- Words by Stacey Bowers / Photos by Aaron Brewer
Plié-ing it Forward

A dancer since she was 8 years old, Amy Bramlett knew she wanted to pursue dance when she graduated high school, but she wasn’t quite so sure about finding the money to do so, especially since her heart was set on studying at Texas Christian University (TCU), a private university. Being one of four kids, Amy knew that her parents footing the bill was out of the question. She would have to realize her goals on her own.

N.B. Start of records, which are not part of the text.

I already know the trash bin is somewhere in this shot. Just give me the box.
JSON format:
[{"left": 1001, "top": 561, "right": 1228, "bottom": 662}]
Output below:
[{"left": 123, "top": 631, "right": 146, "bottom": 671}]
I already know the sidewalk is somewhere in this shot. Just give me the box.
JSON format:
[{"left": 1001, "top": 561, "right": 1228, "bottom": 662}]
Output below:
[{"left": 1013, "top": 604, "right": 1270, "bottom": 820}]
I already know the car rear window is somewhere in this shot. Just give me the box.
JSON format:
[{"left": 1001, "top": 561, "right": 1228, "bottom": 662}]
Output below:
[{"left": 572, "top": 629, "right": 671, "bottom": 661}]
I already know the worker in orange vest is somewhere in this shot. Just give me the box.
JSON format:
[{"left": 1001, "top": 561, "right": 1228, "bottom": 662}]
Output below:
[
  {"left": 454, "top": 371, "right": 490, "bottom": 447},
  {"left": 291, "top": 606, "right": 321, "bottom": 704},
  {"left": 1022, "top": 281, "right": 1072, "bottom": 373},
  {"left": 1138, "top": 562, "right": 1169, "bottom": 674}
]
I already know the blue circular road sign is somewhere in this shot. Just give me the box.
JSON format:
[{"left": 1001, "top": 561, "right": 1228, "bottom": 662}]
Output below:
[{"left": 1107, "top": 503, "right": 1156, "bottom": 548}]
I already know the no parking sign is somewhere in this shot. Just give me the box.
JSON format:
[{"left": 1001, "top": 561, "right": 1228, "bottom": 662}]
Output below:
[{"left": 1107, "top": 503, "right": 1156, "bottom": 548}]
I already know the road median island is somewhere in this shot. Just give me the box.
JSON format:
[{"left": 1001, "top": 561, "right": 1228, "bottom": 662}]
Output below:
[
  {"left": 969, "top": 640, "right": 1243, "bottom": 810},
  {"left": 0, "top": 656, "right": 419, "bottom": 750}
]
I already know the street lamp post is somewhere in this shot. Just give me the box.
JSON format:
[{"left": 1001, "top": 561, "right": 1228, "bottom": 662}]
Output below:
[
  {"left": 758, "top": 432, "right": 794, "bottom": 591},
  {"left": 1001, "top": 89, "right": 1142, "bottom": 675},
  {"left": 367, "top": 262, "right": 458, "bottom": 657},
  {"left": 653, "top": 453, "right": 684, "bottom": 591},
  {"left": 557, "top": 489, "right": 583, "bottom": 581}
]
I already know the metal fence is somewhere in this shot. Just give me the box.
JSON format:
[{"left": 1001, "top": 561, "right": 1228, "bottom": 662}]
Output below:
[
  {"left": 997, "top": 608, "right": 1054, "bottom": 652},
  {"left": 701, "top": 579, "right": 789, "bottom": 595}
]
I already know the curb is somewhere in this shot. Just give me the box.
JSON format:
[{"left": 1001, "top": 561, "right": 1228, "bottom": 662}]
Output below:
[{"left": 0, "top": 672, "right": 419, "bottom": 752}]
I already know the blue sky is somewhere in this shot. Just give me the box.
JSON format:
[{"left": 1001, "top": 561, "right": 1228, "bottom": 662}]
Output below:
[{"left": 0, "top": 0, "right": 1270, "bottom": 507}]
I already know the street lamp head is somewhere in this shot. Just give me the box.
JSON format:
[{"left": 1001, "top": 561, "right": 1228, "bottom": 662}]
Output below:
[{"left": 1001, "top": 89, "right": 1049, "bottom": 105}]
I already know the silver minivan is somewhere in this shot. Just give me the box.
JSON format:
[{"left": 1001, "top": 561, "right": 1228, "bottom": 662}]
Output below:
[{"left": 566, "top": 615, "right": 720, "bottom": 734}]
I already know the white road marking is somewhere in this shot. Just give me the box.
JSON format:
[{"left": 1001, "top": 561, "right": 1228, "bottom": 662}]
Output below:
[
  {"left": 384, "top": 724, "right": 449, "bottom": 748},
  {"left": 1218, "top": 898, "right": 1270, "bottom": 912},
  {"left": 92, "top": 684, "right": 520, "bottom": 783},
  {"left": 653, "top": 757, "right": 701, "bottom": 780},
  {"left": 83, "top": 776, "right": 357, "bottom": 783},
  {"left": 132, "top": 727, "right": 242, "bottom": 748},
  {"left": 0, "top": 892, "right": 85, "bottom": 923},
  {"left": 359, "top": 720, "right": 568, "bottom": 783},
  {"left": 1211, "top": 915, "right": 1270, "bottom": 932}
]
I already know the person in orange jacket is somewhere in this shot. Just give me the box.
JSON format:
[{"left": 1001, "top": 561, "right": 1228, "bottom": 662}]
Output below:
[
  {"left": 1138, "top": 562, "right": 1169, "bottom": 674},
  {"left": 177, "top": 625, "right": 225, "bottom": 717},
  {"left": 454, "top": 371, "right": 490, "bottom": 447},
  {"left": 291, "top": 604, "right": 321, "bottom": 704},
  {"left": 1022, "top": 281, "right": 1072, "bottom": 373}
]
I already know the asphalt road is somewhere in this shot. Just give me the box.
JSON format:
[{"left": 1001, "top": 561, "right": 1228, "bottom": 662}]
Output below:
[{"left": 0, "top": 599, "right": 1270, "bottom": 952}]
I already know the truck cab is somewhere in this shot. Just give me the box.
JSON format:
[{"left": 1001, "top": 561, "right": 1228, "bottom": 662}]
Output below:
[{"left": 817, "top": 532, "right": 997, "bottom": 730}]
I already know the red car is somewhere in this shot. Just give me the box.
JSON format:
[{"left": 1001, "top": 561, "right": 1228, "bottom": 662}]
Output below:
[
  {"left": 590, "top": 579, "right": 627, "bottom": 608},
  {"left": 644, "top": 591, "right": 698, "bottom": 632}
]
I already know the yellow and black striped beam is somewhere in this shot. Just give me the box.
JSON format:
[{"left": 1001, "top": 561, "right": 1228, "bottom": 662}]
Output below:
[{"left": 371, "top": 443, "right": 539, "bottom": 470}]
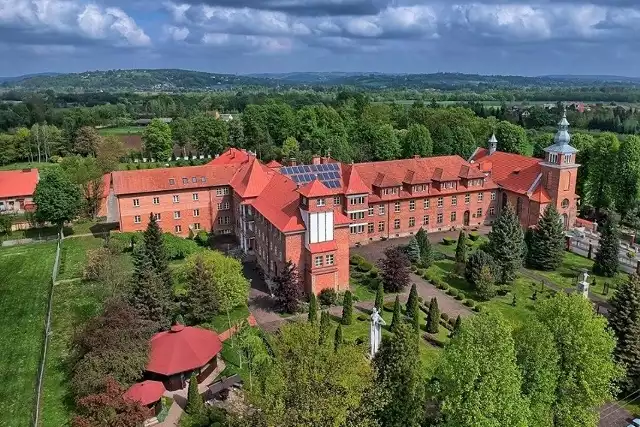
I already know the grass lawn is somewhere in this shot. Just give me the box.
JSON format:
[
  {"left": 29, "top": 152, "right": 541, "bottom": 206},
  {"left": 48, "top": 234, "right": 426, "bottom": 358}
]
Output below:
[{"left": 0, "top": 243, "right": 55, "bottom": 426}]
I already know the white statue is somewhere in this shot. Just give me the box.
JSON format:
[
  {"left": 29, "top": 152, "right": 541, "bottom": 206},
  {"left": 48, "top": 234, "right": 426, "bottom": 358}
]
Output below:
[{"left": 369, "top": 307, "right": 387, "bottom": 359}]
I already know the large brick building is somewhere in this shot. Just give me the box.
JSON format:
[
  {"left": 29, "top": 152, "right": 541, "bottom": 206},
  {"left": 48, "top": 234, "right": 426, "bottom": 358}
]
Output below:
[{"left": 107, "top": 113, "right": 578, "bottom": 293}]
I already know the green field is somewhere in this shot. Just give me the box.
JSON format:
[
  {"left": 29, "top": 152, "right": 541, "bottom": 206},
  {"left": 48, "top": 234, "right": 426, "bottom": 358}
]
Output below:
[{"left": 0, "top": 242, "right": 56, "bottom": 427}]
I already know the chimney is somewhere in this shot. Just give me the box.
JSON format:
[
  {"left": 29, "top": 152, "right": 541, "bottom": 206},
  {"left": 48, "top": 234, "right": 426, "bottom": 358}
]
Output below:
[{"left": 489, "top": 133, "right": 498, "bottom": 155}]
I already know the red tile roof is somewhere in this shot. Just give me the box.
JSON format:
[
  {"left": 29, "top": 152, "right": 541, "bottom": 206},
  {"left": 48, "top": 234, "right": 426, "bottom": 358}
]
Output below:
[
  {"left": 111, "top": 164, "right": 238, "bottom": 196},
  {"left": 0, "top": 169, "right": 39, "bottom": 199},
  {"left": 147, "top": 325, "right": 222, "bottom": 376},
  {"left": 124, "top": 380, "right": 167, "bottom": 406}
]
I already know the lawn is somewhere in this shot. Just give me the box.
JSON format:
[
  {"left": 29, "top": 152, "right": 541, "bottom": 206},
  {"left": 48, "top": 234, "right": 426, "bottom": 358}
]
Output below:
[{"left": 0, "top": 243, "right": 56, "bottom": 426}]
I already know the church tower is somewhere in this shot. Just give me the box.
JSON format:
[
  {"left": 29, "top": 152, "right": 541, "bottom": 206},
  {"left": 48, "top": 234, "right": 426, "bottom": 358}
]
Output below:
[{"left": 541, "top": 111, "right": 580, "bottom": 229}]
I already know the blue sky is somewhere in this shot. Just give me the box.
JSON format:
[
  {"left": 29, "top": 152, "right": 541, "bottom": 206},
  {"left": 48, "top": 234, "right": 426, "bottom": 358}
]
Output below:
[{"left": 0, "top": 0, "right": 640, "bottom": 76}]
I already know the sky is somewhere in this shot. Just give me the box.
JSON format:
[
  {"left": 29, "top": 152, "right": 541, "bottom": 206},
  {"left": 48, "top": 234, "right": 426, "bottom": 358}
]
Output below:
[{"left": 0, "top": 0, "right": 640, "bottom": 76}]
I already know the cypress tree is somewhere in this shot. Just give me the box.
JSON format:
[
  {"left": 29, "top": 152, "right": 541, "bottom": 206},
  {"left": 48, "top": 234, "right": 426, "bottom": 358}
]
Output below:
[
  {"left": 319, "top": 311, "right": 331, "bottom": 345},
  {"left": 374, "top": 281, "right": 384, "bottom": 310},
  {"left": 308, "top": 292, "right": 318, "bottom": 323},
  {"left": 609, "top": 274, "right": 640, "bottom": 393},
  {"left": 528, "top": 204, "right": 565, "bottom": 270},
  {"left": 406, "top": 283, "right": 418, "bottom": 317},
  {"left": 407, "top": 236, "right": 420, "bottom": 264},
  {"left": 342, "top": 290, "right": 353, "bottom": 325},
  {"left": 416, "top": 227, "right": 433, "bottom": 268},
  {"left": 427, "top": 297, "right": 440, "bottom": 334},
  {"left": 593, "top": 213, "right": 620, "bottom": 277},
  {"left": 333, "top": 323, "right": 343, "bottom": 351},
  {"left": 185, "top": 373, "right": 204, "bottom": 415},
  {"left": 390, "top": 295, "right": 402, "bottom": 332},
  {"left": 487, "top": 205, "right": 525, "bottom": 284}
]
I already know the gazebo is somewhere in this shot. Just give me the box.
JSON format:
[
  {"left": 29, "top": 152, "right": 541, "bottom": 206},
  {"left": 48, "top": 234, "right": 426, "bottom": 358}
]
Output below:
[{"left": 147, "top": 324, "right": 222, "bottom": 391}]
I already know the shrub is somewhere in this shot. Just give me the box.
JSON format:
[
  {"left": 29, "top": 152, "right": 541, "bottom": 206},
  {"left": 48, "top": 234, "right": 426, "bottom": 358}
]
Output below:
[{"left": 318, "top": 288, "right": 338, "bottom": 305}]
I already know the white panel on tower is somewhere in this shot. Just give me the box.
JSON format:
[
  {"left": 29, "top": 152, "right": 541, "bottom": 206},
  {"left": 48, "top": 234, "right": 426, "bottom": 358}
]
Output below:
[
  {"left": 309, "top": 213, "right": 318, "bottom": 243},
  {"left": 326, "top": 212, "right": 333, "bottom": 241}
]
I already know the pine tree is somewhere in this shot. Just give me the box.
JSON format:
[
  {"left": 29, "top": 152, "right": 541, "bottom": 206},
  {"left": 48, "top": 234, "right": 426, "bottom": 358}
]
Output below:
[
  {"left": 308, "top": 292, "right": 318, "bottom": 323},
  {"left": 406, "top": 283, "right": 418, "bottom": 317},
  {"left": 593, "top": 213, "right": 620, "bottom": 277},
  {"left": 319, "top": 311, "right": 331, "bottom": 345},
  {"left": 609, "top": 274, "right": 640, "bottom": 392},
  {"left": 185, "top": 373, "right": 204, "bottom": 415},
  {"left": 342, "top": 290, "right": 353, "bottom": 325},
  {"left": 333, "top": 323, "right": 344, "bottom": 351},
  {"left": 487, "top": 205, "right": 525, "bottom": 284},
  {"left": 390, "top": 295, "right": 402, "bottom": 332},
  {"left": 427, "top": 297, "right": 440, "bottom": 334},
  {"left": 374, "top": 282, "right": 384, "bottom": 310},
  {"left": 406, "top": 236, "right": 420, "bottom": 264},
  {"left": 184, "top": 258, "right": 218, "bottom": 325},
  {"left": 416, "top": 227, "right": 433, "bottom": 268},
  {"left": 528, "top": 204, "right": 565, "bottom": 270},
  {"left": 456, "top": 230, "right": 467, "bottom": 264}
]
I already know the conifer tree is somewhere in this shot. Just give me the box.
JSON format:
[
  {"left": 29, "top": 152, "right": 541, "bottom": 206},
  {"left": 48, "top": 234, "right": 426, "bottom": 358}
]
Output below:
[
  {"left": 319, "top": 311, "right": 331, "bottom": 344},
  {"left": 416, "top": 227, "right": 433, "bottom": 268},
  {"left": 609, "top": 274, "right": 640, "bottom": 393},
  {"left": 185, "top": 373, "right": 204, "bottom": 415},
  {"left": 390, "top": 295, "right": 402, "bottom": 332},
  {"left": 593, "top": 213, "right": 620, "bottom": 277},
  {"left": 333, "top": 323, "right": 344, "bottom": 351},
  {"left": 427, "top": 297, "right": 440, "bottom": 334},
  {"left": 528, "top": 204, "right": 565, "bottom": 270},
  {"left": 406, "top": 283, "right": 418, "bottom": 317},
  {"left": 308, "top": 292, "right": 318, "bottom": 323},
  {"left": 342, "top": 290, "right": 353, "bottom": 325},
  {"left": 487, "top": 205, "right": 525, "bottom": 284},
  {"left": 407, "top": 236, "right": 420, "bottom": 264},
  {"left": 374, "top": 282, "right": 384, "bottom": 310}
]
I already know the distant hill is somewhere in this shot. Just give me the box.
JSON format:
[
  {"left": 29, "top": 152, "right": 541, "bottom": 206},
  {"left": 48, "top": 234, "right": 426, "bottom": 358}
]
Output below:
[{"left": 0, "top": 69, "right": 640, "bottom": 92}]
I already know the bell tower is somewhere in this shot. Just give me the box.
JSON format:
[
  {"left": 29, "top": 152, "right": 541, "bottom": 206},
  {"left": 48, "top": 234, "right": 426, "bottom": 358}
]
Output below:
[{"left": 541, "top": 111, "right": 580, "bottom": 229}]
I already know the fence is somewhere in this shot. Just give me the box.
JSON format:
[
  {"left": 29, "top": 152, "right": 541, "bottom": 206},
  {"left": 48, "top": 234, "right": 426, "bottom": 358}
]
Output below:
[{"left": 33, "top": 231, "right": 64, "bottom": 427}]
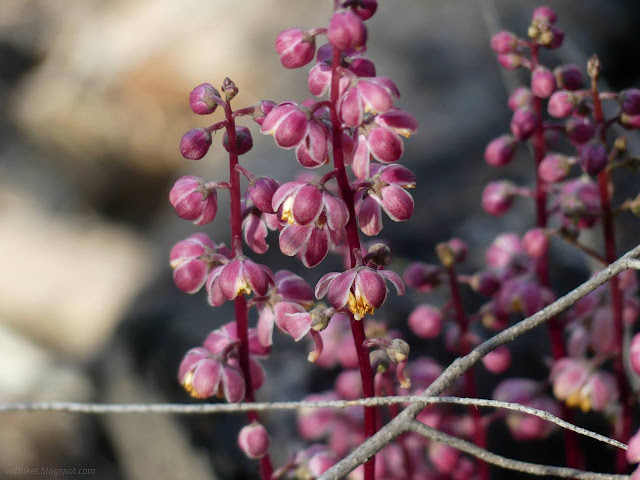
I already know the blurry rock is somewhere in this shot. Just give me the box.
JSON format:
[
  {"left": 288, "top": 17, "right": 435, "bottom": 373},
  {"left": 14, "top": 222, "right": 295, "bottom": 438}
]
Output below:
[{"left": 0, "top": 184, "right": 151, "bottom": 358}]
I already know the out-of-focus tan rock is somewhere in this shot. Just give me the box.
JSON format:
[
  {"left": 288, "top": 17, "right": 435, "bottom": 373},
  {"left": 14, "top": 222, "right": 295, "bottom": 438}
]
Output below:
[
  {"left": 13, "top": 0, "right": 327, "bottom": 172},
  {"left": 0, "top": 184, "right": 151, "bottom": 358}
]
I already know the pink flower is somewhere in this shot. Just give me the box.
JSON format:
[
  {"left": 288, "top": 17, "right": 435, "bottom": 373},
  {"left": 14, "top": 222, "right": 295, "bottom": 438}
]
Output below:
[
  {"left": 316, "top": 266, "right": 405, "bottom": 320},
  {"left": 169, "top": 233, "right": 231, "bottom": 293},
  {"left": 276, "top": 28, "right": 316, "bottom": 68},
  {"left": 257, "top": 270, "right": 313, "bottom": 346},
  {"left": 336, "top": 77, "right": 400, "bottom": 127},
  {"left": 206, "top": 256, "right": 274, "bottom": 307},
  {"left": 169, "top": 175, "right": 218, "bottom": 225},
  {"left": 327, "top": 11, "right": 367, "bottom": 50},
  {"left": 354, "top": 165, "right": 416, "bottom": 235},
  {"left": 351, "top": 109, "right": 418, "bottom": 180}
]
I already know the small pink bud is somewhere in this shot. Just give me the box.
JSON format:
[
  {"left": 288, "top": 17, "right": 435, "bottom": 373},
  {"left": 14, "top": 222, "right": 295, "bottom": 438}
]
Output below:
[
  {"left": 482, "top": 345, "right": 511, "bottom": 374},
  {"left": 510, "top": 108, "right": 538, "bottom": 140},
  {"left": 498, "top": 53, "right": 523, "bottom": 70},
  {"left": 522, "top": 228, "right": 549, "bottom": 258},
  {"left": 189, "top": 83, "right": 222, "bottom": 115},
  {"left": 249, "top": 177, "right": 280, "bottom": 213},
  {"left": 531, "top": 5, "right": 558, "bottom": 24},
  {"left": 482, "top": 180, "right": 516, "bottom": 216},
  {"left": 547, "top": 90, "right": 577, "bottom": 118},
  {"left": 238, "top": 421, "right": 271, "bottom": 459},
  {"left": 629, "top": 333, "right": 640, "bottom": 375},
  {"left": 531, "top": 66, "right": 556, "bottom": 98},
  {"left": 507, "top": 87, "right": 533, "bottom": 112},
  {"left": 351, "top": 0, "right": 378, "bottom": 20},
  {"left": 222, "top": 126, "right": 253, "bottom": 155},
  {"left": 578, "top": 140, "right": 609, "bottom": 176},
  {"left": 538, "top": 153, "right": 571, "bottom": 183},
  {"left": 169, "top": 175, "right": 218, "bottom": 225},
  {"left": 409, "top": 303, "right": 442, "bottom": 338},
  {"left": 484, "top": 135, "right": 518, "bottom": 167},
  {"left": 180, "top": 128, "right": 212, "bottom": 160},
  {"left": 620, "top": 88, "right": 640, "bottom": 115},
  {"left": 565, "top": 118, "right": 596, "bottom": 145},
  {"left": 491, "top": 30, "right": 518, "bottom": 53},
  {"left": 327, "top": 11, "right": 367, "bottom": 51},
  {"left": 276, "top": 28, "right": 316, "bottom": 68},
  {"left": 553, "top": 64, "right": 583, "bottom": 91}
]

In 2007, as a graduating senior at Hot Springs High School, Amy signed up to compete in Thea Foundation’s performing arts scholarship competition, where she won $2,000 for placing 7th in the competition. The scholarship wasn’t enough to pay her way in full, but it would certainly help pay for her freshman year, and with new confidence from winning a Thea scholarship, Amy took the chance and enrolled at TCU. “While the Thea Foundation may have been just for my freshman year, it helped me take that step to TCU, and then I continued to work hard to receive other financial help,” Amy said. “It was a push in my confidence that other people believed in my dream, so I must work and do everything I can in order to make it come true… During my freshman year, I received the Nordan Fine Arts Scholarship, which is the biggest scholarship offered at TCU to fine art majors.”
Amy earned a Bachelor’s of Fine Arts in ballet and contemporary dance and completed coursework in educational studies. Then, she traveled the world dancing. She danced with Young! Tanzsommer, touring Austria, Germany and Italy; she performed for Royal Caribbean Cruise Lines for a year and Princess Cruise Lines for two years as a featured dancer; and she’s proud of the work she’s done in her home state as a guest performing artist for Hot Springs Children's Dance Theatre Co., North Arkansas Dance Theatre and Ballet Arkansas. She's also a candidate for a Master of Arts degree in dance education from the University of North Carolina at Greensboro, choreographer for the Muses Creative Artistry Project in Hot Springs, and an Artist in Education with the Arkansas Arts Council.

Amy brought her talent back to her hometown in 2013 and became the dance director at Hot Springs High School and Hot Spring Middle School, where she teaches dance to around 150 students and undoubtedly instills in them the values and principals she learned from dancing. “Because of dance, I missed Halloween nights, football games, playing baseball and spending evenings at home. I wouldn't change it for the world,” she said. “Dance taught me dedication and confidence. It taught me that I should always be a student with an open mind, and that consistent training would lead to moments on stage and off where I knew exactly the kind of person I was and the person I want to be. Dance gave me the confidence to be my individual self as an adolescent, a sometimes difficult thing to have as an adolescent. Dance humbled me to be a student for a lifetime of critiques and learning and gave me the opportunity to be an international performing artist. Dance is the way I breathe, express myself, communicate with others who I am and spread the art of movement to anyone that will listen or watch.”
Since 2002, Thea Foundation has awarded more than $2 million to Arkansas students through its scholarship program. Each year, 30 scholarships totaling $79,500 are awarded in the categories of performing arts, visual arts, fashion design, poetry slam, film and creative writing, and that’s just the amount Thea awards; Thea partners with 27 colleges and institutions across the state of Arkansas and the nation who promise to match or exceed Thea scholarships, often by tens of thousands of dollars.